Feasibility studies for farmers markets

Feasibility studies for farmers markets determine viability and guide decisions for start-ups and expansions.

If you are interested in starting a farmers market or expanding an existing farmers market, the winter is the best time to plan. Michigan State University Extension says that one tool that can help farmers market organizers decide whether to invest in starting or expanding a market is a feasibility study. Iowa State University Outreach and Extension states that “a feasibility study is an analysis of the viability of an idea” and it can help you to make a decision about whether to invest further time or money in an idea.

The Farmers Market Coalition resource library has farmers market resources on a number of categories that are relevant for a feasibility study. If your market organizers have sufficient funding, consider contracting with an outside business and planning consultant firm to help with the feasibility study. An example of such a firm and a highlight of the markets that have assisted - such as the one done for the Grand Rapids, Mich. downtown market – can be a starting point to inspire the direction you will take to start your research.

If you are interested in gathering materials yourself for a feasibility study, start by searching for what kind of information already exists and pull that together for your own market research. A powerpoint summarizing a similar study can be used for ideas as you develop your template, or you can gather materials that would be similar for a business plan but with a focus on the action steps and required to get things started.

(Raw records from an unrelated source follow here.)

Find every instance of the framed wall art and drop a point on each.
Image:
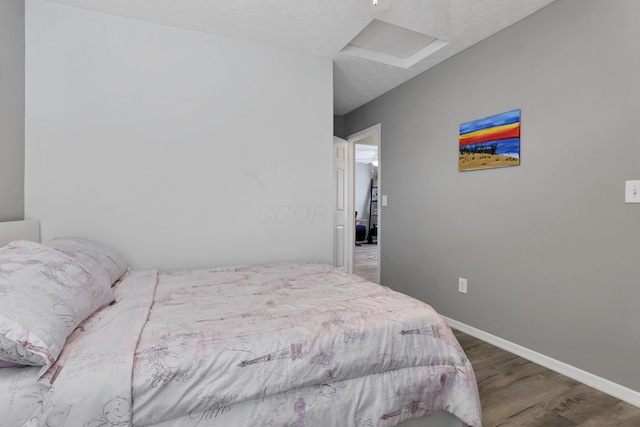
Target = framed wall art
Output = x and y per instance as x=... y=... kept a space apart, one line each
x=491 y=142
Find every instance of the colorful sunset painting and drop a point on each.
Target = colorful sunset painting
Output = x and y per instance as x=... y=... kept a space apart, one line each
x=492 y=142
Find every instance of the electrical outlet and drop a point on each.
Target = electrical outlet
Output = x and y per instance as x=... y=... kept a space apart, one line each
x=632 y=192
x=462 y=285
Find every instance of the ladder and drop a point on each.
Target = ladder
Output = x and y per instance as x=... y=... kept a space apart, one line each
x=373 y=214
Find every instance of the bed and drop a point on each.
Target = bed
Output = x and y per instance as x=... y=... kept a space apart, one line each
x=285 y=344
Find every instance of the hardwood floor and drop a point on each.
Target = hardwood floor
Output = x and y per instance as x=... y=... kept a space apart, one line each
x=517 y=392
x=365 y=261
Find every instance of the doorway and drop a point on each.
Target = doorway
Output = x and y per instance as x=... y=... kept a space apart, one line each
x=366 y=186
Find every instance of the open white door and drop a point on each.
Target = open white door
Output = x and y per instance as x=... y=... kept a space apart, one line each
x=342 y=223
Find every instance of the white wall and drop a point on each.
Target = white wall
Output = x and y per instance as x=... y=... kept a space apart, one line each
x=11 y=110
x=176 y=148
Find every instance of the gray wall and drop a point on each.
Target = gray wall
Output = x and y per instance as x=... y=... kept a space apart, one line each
x=11 y=110
x=550 y=249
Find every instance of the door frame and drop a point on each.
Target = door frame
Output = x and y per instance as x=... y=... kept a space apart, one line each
x=375 y=130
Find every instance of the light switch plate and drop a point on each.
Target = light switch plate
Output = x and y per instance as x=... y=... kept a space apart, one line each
x=632 y=192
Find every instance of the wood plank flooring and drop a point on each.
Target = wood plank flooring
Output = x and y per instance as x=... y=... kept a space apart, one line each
x=365 y=261
x=517 y=392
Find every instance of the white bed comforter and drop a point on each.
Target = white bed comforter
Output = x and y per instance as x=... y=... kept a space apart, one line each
x=271 y=345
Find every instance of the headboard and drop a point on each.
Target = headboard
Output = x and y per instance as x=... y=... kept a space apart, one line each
x=28 y=229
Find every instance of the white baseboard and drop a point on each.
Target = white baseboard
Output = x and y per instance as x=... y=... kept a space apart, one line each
x=616 y=390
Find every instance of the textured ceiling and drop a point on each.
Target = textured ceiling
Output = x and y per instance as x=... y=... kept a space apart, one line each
x=324 y=27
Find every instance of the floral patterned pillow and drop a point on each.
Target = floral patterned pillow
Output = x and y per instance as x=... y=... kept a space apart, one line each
x=101 y=263
x=44 y=294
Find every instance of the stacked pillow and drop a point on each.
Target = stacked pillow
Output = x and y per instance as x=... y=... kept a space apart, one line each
x=46 y=291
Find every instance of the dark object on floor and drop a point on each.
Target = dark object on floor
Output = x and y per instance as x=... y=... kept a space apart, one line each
x=361 y=233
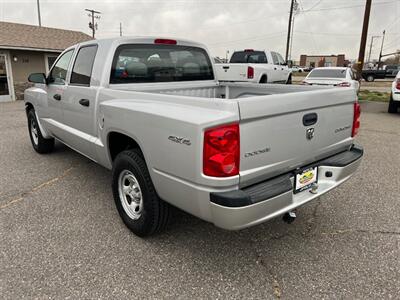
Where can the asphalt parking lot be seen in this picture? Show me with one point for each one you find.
(61, 237)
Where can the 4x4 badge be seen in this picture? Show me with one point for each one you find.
(310, 133)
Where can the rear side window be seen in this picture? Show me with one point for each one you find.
(141, 63)
(82, 70)
(58, 73)
(275, 58)
(252, 57)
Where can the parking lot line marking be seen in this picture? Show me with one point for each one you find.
(38, 187)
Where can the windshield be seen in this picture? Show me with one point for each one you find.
(327, 73)
(244, 57)
(160, 63)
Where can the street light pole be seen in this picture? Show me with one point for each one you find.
(361, 54)
(39, 18)
(289, 30)
(370, 46)
(380, 53)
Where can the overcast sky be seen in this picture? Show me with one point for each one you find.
(321, 27)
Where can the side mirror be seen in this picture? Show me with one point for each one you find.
(37, 78)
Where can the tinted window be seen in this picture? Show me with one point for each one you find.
(82, 70)
(160, 63)
(327, 73)
(58, 74)
(280, 58)
(275, 58)
(51, 60)
(244, 57)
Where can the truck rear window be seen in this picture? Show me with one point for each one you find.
(141, 63)
(251, 57)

Try to answer these questions for your farmers market:

  1. Location: What site characteristics will help to make your market successful (e.g. visibility, access, etc)? Where do you envision your market being located? How does it add to the community? How much additional space are you adding?
  2. Demand Factors: Do you have the customers to support the market year-round? Who are your core customers and who are you hoping to reach? Do you have the vendors to supply the market year-round with the kind of products that are desired? Do you need to recruit additional vendors? Are vendors interested in year-round vending? What are the limiting factors for demand (e.g. additional marketing needed)?
  3. Economics: What would it cost to run the market year-round? What are the costs now? What is the economic impact to the area including multipliers? What will you have to charge vendors to make the space pay for itself (operating costs)?
  4. Local Community Support: Is there a coalition of market champions that will help make this a success? Is there interest from other local businesses in helping you to succeed? Are there opportunities to co-locate the market with other ventures that will off-set some overhead for the market?
  5. Management: Will you have sufficient time to manage the market during all four seasons? Do you have the skills of marketing and promotion, management, human resource management? Will you have the budget/personnel to heat the space, clear snow and other responsibilities that will come up as seasonal costs?

If your answers to these questions point to a market that will be financially viable, stable over time and align with the vision for the project, then you should move ahead with starting or expanding your market.